Miss Pym and a Friend

Monday, March 14, 2022

Skyward for March 2022 by guest blogger David Levy

 


Once again, here is our guest blogger, Dr. David Levy.  This post is dedicated to the memory of our friend, Terry Dufek, avid astronomer and aficionado of action figures.

Skyward for March 2022

 


Picture Caption:  Eureka, one of my telescopes, is probably s bit
better than the one referred to in Wordsworth's 1806 poem Star Gazers.

Star Gazers

What crowd is this?  What have we here?  We must not pass it by;

A telescope upon its frame, and pointed to the sky…

n      William Wordsworth, 1806

 

While I was working on my master’s degree at Queen’s University in Canada some 42 years ago, I came across this poem, loved it, and decided to include it in my thesis.  Norman MacKenzie, my thesis advisor, a scholar and a genius, pencilled one comment at the bottom of this poem:  “Wordsworth wrote some wretched verse.”    Norman did not have much of a sense of humour, but I am still laughing at his written comment.   

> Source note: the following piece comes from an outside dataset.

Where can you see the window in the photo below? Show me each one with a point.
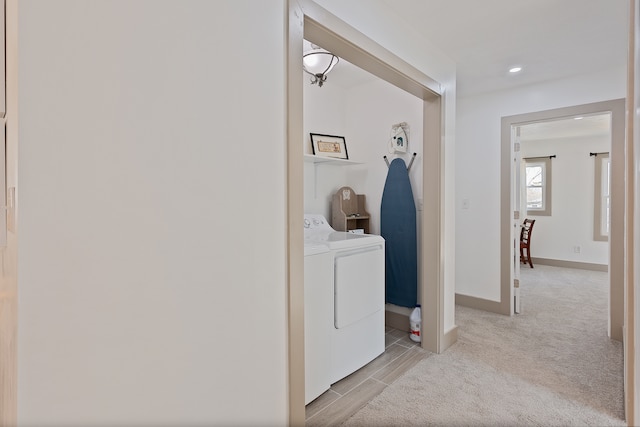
(538, 185)
(602, 203)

In his poem, Wordsworth complains about how many people who look through a telescope are disappointed in what they see.  At no point in time is that idea more cogent than now.  If a telescope we look through cannot offer us a view as good as a space telescope, then that telescope is a failure. 

By the end of the poem, the crowd abandons the telescope:

 

One after one they take their turns, nor have I one espied

That doth not slackly go away, as if dissatisfied.

For me, the night sky is far more than our imagined perceptions of what we can see through a telescope.  Some of us can look at an internet photograph all day long, but not I.  The beauty of the sky lies in its reality. The planets I see are real worlds.  The constellations I point out to young observers contain real stars.  One evening I asked a group if they had seen the recent eclipse of the Moon.  “Yes,” answered one, “I saw it online.”  No, he didn’t.  Eclipses are real only if you see them in the sky, while they are happening.

It is a given that a back yard telescope will never show us Jupiter as detailed or as colorful as a telescope out in space will.  What that telescope does show us is the genuine sky, a sky without artificial color enhancement, a sky as it really exists on top of our heads on every clear night.   It shows us a sky untarnished by the trivial events of the day, and unspoiled by petty concerns that are bothering us.  Our own telescope truly shows us the Moon as it was a third of a second  ago,  a star as it appeared thirty-four years ago, or a galaxy as it appeared  twelve million years in the past.  Our back yard telescope shows us what is there, and unlike the crowd from 1806 that left dissatisfied, the people of today can understand that the sky they see is real.